Skip to content

Combine Emails

note that - still building this code, but works for same folder txt file combining of emails

  • removes surrounding spaces from email addresses in a text files and combine to a single text file

import os
import re

# Ask the user for the folder containing the text files
folder_path = input("Enter the path to the folder with your text files: ")

if not os.path.isdir(folder_path):
    print(f"Error: The folder '{folder_path}' does not exist.")
else:
    # Ask for the output filename
    output_filename = input(
        "Enter the name for the combined output file (e.g., all_emails.txt): "
    )

    # Use a set instead of a list to automatically remove duplicate emails
    unique_emails = set()

    # Regex pattern to find standard email formats
    email_pattern = r"[a-zA-Z0-9._%+-]+@[a-zA-Z0-9.-]+\.[a-zA-Z]{2,}"
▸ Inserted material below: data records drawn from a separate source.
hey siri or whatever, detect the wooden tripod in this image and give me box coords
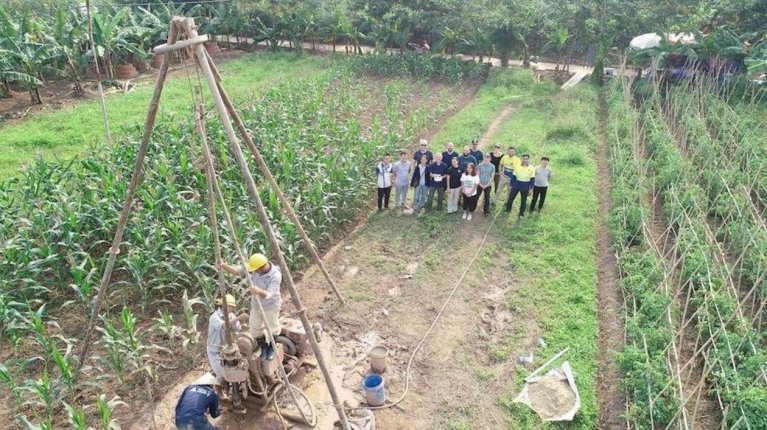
[76,17,351,430]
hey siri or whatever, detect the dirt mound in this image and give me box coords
[528,376,577,419]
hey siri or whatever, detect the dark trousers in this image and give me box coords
[478,185,492,214]
[377,186,391,209]
[530,186,548,211]
[175,418,218,430]
[426,186,445,212]
[505,187,529,216]
[462,193,479,212]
    # Loop through every file in the specified folder
    for root, dirs, files in os.walk(folder_path):
        for file in files:
            # Only process files ending in .txt
            if file.endswith(".txt") and file != output_filename:
                file_path = os.path.join(root, file)

                try:
                    with open(file_path, "r", encoding="utf-8", errors="ignore") as f:
                        text = f.read()
                        # Find all emails in the current file
                        found_emails = re.findall(email_pattern, text)
                        # Strip spaces and add to our unique collection
                        for email in found_emails:
                            unique_emails.add(email.strip())
                except Exception as e:
                    print(f"Could not read file {file}: {e}")

    # Write all combined, clean emails to the final file
    with open(output_filename, "w", encoding="utf-8") as output_file:
        for email in sorted(unique_emails):
            output_file.write(email + "\n")

    print(
        f"\nSuccess! Combined {len(unique_emails)} unique emails into '{output_filename}'."
    )